La mairie phocéenne, chasse gardée de FO

Largement majoritaire depuis 2008, (61 % à Marseille, 55 % à MPM), revendiquant 6 700 adhérents au sein des 16 000 agents de la ville et de la Métropole, Force ouvrière va-t-elle conserver la majorité absolue lors des élections du 4 décembre ? Le leader régional de FO Territoriaux, Patrick Rué, assure tout faire « pour améliorer l’image du syndicat ».

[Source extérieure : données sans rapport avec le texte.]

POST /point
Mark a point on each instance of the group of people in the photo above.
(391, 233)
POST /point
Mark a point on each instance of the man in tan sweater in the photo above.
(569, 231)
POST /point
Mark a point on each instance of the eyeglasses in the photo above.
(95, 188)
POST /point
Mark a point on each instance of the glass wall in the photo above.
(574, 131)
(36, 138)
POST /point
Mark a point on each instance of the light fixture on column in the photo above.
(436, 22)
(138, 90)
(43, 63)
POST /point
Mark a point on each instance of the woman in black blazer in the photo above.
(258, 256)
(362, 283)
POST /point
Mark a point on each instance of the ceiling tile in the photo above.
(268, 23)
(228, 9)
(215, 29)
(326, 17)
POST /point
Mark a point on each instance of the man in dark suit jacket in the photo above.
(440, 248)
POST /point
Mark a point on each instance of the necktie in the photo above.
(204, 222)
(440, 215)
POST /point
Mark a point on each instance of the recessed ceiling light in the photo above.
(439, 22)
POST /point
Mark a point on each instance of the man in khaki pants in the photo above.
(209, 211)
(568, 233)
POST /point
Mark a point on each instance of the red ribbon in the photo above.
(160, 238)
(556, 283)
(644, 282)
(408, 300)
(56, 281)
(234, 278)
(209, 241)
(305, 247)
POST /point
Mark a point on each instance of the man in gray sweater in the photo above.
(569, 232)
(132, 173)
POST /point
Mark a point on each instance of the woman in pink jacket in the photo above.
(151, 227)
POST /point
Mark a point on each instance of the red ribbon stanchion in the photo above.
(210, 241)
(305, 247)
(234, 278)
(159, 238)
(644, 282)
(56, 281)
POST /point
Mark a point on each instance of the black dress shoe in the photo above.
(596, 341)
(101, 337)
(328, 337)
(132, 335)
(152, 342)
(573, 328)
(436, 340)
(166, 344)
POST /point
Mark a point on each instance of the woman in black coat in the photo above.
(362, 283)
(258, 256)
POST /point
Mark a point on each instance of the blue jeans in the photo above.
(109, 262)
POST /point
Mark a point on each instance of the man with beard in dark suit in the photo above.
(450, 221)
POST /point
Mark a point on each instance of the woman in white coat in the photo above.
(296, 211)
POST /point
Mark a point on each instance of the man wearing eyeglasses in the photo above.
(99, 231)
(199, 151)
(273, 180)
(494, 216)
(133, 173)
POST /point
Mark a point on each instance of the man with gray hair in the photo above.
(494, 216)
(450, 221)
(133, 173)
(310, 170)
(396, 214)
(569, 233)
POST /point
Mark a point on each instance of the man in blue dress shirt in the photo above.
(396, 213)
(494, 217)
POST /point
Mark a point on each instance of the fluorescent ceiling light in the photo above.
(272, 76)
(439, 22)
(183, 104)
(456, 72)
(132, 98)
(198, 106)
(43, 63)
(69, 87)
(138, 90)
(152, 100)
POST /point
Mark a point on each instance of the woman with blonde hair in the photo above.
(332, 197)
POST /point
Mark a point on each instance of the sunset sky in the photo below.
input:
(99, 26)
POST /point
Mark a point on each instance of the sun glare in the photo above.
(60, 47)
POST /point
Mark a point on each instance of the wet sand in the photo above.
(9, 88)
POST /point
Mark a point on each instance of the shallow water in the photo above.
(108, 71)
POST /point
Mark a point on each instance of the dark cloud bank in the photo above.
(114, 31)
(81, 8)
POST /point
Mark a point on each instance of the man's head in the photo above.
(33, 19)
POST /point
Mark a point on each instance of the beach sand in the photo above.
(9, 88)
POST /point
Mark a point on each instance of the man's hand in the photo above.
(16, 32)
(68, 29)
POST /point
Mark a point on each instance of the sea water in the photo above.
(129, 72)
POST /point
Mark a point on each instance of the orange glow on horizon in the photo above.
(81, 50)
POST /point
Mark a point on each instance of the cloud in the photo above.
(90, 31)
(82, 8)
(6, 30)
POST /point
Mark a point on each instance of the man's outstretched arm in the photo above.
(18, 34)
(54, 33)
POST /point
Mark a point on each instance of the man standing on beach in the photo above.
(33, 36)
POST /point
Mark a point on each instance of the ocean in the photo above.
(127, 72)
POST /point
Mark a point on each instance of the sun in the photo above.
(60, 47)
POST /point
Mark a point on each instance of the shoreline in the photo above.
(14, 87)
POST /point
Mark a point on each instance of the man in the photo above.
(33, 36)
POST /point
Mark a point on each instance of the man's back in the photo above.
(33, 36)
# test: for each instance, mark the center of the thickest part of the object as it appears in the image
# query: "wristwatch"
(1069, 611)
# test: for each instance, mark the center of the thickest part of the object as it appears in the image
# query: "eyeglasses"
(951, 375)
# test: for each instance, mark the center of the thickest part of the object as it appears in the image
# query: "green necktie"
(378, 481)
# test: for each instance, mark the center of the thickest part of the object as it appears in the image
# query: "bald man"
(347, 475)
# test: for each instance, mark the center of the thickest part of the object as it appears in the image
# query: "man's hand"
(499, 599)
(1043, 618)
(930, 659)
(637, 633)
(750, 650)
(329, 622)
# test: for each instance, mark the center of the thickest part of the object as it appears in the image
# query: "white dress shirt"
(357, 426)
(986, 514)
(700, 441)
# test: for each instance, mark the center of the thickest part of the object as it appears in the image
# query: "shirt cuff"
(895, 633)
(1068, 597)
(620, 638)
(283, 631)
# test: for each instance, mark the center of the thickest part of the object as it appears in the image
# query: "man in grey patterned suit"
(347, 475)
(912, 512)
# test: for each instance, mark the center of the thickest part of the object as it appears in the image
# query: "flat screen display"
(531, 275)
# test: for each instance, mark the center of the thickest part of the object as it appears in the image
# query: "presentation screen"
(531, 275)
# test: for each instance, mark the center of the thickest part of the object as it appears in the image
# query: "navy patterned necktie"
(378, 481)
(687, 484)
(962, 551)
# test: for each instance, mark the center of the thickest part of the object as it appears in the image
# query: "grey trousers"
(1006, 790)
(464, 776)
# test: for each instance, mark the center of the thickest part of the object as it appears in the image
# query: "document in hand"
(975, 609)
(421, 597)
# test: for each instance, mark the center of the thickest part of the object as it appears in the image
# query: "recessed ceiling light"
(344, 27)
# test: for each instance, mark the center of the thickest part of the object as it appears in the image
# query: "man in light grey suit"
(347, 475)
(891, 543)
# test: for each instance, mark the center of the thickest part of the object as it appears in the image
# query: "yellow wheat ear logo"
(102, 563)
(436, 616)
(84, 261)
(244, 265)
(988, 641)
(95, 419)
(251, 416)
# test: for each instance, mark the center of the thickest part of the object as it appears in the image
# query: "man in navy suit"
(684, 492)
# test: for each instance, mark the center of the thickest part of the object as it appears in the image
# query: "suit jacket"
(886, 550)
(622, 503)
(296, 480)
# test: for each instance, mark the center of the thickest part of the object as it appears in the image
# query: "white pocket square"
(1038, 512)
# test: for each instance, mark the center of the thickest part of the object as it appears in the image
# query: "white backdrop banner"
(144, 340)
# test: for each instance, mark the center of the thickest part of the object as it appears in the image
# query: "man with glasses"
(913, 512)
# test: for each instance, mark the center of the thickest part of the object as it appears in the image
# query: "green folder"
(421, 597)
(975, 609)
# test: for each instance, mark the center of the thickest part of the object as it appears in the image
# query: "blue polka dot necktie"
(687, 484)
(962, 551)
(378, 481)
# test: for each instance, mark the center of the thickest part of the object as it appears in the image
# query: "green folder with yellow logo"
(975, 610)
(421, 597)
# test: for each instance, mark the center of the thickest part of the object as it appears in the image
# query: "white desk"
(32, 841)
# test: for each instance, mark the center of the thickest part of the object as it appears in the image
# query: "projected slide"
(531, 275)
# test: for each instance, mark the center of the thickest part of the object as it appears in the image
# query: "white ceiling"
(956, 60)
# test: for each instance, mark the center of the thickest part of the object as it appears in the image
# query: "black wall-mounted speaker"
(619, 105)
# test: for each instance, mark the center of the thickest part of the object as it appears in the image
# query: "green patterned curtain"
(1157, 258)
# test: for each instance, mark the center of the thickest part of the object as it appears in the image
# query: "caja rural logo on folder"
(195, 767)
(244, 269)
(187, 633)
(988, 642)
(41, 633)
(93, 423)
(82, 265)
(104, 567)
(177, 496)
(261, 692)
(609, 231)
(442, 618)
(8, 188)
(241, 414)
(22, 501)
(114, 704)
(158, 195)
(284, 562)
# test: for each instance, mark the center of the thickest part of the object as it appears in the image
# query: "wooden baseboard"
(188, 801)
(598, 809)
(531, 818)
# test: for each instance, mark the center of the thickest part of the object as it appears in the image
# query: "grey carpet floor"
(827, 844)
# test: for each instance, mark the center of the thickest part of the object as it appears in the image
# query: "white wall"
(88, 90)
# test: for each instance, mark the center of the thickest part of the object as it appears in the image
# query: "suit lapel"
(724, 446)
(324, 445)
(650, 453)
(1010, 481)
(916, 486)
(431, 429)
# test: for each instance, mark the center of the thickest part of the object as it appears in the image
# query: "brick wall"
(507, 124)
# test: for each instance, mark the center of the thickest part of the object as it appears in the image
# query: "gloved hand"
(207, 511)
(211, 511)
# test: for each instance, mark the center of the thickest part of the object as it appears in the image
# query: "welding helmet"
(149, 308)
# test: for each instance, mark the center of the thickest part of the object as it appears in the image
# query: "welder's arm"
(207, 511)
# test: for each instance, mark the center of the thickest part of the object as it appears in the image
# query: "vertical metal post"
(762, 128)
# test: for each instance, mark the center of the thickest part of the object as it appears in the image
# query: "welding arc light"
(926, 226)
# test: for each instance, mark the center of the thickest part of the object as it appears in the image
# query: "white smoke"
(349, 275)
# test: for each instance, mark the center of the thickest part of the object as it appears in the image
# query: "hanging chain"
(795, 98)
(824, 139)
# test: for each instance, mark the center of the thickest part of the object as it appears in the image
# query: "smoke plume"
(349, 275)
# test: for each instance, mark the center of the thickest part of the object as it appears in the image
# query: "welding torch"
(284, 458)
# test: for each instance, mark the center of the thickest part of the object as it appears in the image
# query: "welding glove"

Une image sacrément écornée au fil des décennies. Élu maire en 1953, Gaston Defferre s’appuie sur la jeune Force ouvrière pour contrer la toute-puissante CGT. En l’associant étroitement à la gestion des personnels, aux recrutements et aux avancements, puis en instaurant le fini-parti dans les années 1960, l’édile en fait une partenaire privilégiée, laquelle lui garantit en retour la paix sociale.

Un syndicalisme qui « exclut d’emblée la méritocratie, au bénéfice d’un système de soumission », estimait récemment le sociologue Raphaël Liogier. « Vice-roi de Marseille » à partir de 2003, l’ex-patron de FO Territoriaux, Élie-Claude Argy, est accusé de clientélisme et de népotisme (sa femme a dirigé la police de la propreté). Proche des frères Guérini, il est renversé en 2012 par son adjoint Patrick Rué.

« Les décisions sont désormais beaucoup plus collégiales », assure ce dernier, qui entend bien rester l’interlocuteur privilégié des édiles. Quitte à provoquer ! En janvier 2014, il remet une carte d’adhérent à Jean-Claude Gaudin : « Une galéjade, parce que le maire avait dit que s’il s’était syndiqué dans la vie professionnelle il aurait choisi FO. » Un maire qui ignore les autres syndicats : reçu une fois en quinze ans, le SDU13 FSU (26 % des voix à la communauté urbaine) demande un règlement intérieur avec des règles transparentes, notamment sur les conditions de travail, les postes à pourvoir et les promotions.